После панорамы и осмотра издалека громады университета покатили на Ваганьковское. Там кое-кто положил купленные у бойких старушек букетики к памятнику великому актеру и поэту, получившемуся в бронзе злобным карликом с повисшей, наподобие автомата, гитарой. Сходили и к Сереже Есенину. Тому цветов досталось поменьше. После этого автобус вернул гостей столицы на Площадь трех вокзалов, именуемую официально Комсомольской. Вытряхнувшись из автобуса, перекусили пирожками, не поймешь с чем, и решили определиться с ночлегом. У Шизика был адресок, по которому покатили на такси в Измайлово. На последнюю двадцатку водитель накатал компанию по всему району, петляя среди обшарпанных «хрущоб». Наконец, вывернули к нужной пятиэтажке. Долго дербанили в двери со следами многочисленных взломов и замен замков, которую, в конце концов, открыл старик в голубых кальсонах, с выцветшими от пьянства глазами.
– Нам бы дядю Мишу. Говорят, у него можно переночевать по сходной цене, – обратился к открывшему Шизик.
– Я – дядя Миша, ответил старик. – Сколько вас?
– Нас – четверо.
– Где же я вас размещу? У меня всего одна комнатенка! – попытался закрыть дверь старик. – За пятерку в ночь с головы мне одно беспокойство будет!
– Подожди, дядя Миша! Мы тебе по двадцатке за ночь платить будем, а то – и по четвертному! – продолжал переговоры Шизик. – Не бойся! Мы – не графья какие-нибудь! На полу разместимся. Нам бы ночь перекантоваться. А тебе – полтинник будет.
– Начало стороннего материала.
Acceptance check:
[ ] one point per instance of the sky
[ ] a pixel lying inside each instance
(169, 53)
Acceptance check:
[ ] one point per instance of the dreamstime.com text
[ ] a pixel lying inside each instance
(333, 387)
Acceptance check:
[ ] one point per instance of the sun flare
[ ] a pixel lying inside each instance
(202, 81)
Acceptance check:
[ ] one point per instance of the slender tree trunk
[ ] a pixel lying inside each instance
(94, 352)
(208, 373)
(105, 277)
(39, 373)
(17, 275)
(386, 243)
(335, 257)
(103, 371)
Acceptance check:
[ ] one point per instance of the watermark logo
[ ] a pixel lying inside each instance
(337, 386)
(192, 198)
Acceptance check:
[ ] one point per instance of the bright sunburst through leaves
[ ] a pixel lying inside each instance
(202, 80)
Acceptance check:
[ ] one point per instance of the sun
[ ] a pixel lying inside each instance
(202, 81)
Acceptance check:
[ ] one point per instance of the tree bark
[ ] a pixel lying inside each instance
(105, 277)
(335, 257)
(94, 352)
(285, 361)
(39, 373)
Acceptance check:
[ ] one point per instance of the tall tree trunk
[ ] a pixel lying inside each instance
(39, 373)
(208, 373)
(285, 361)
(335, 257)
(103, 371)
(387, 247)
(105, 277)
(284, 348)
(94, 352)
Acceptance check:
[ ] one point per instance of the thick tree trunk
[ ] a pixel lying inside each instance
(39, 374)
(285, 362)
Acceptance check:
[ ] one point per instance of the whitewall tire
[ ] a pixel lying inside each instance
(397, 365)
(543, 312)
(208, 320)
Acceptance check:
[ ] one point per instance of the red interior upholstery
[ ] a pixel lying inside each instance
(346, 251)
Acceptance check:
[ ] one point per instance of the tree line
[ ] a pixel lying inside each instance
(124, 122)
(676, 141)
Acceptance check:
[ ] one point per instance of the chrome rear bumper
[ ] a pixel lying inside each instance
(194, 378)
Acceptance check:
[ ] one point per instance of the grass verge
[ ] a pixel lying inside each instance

Плохо, что ли?
– Проходите! – нехотя пропустил дед. – Откуда будете?
– Из Казани мы, дядя Миша! – скороговоркой ответил Шизик.
– Сироты казанские, значит… Кушать, выпивать с дороги будете?
– Будем! – выставил Славка последнюю бутылку казанской самогонки. А вот кушать…
– Картошка у меня есть жареная… С вечера осталась… Сейчас я ее разогрею, – удалился на кухню дядя Миша.
Пока хозяин возился у плиты, компания развернула в пустом углу пару матрасиков и завертела головами, оглядывая пристанище. Обшарпанный стол, три разнокалиберных стула, сервантик, не иначе как извлеченный с помойки, топчан и железная солдатская койка ютились в комнатушке с грязными обоями. Любопытный Славка покосился на сервант. В нем с гранеными стаканами соседствовали фужеры из розового и голубого стекла. Стояла там и поблекшая от времени фотография с каких-то военных. Славка вгляделся. Два лица показались ему знакомыми. В это время вошел дядя Миша, неся большую чугунную сковороду с потрескивавшей от кипящего маргарина картошкой. Он достал из серванта стаканы и вилки из нержавейки. После этого принес из кухни буханку ржаного хлеба.
– По коням! – скомандовал хозяин, пододвигая с помощью Шабаки стол к топчанчику.
– Дядя Миша, что это за фотка у тебя в серванте стоит? – полюбопытствовал Славка.
– Да так… С войны она у меня…
– Два лица мне знакомы.
– Один – это я. Еще один – тоже тебе знаком. Это – Брежнев. А снимались мы в Новороссийске, после того, как город у немцев отбили.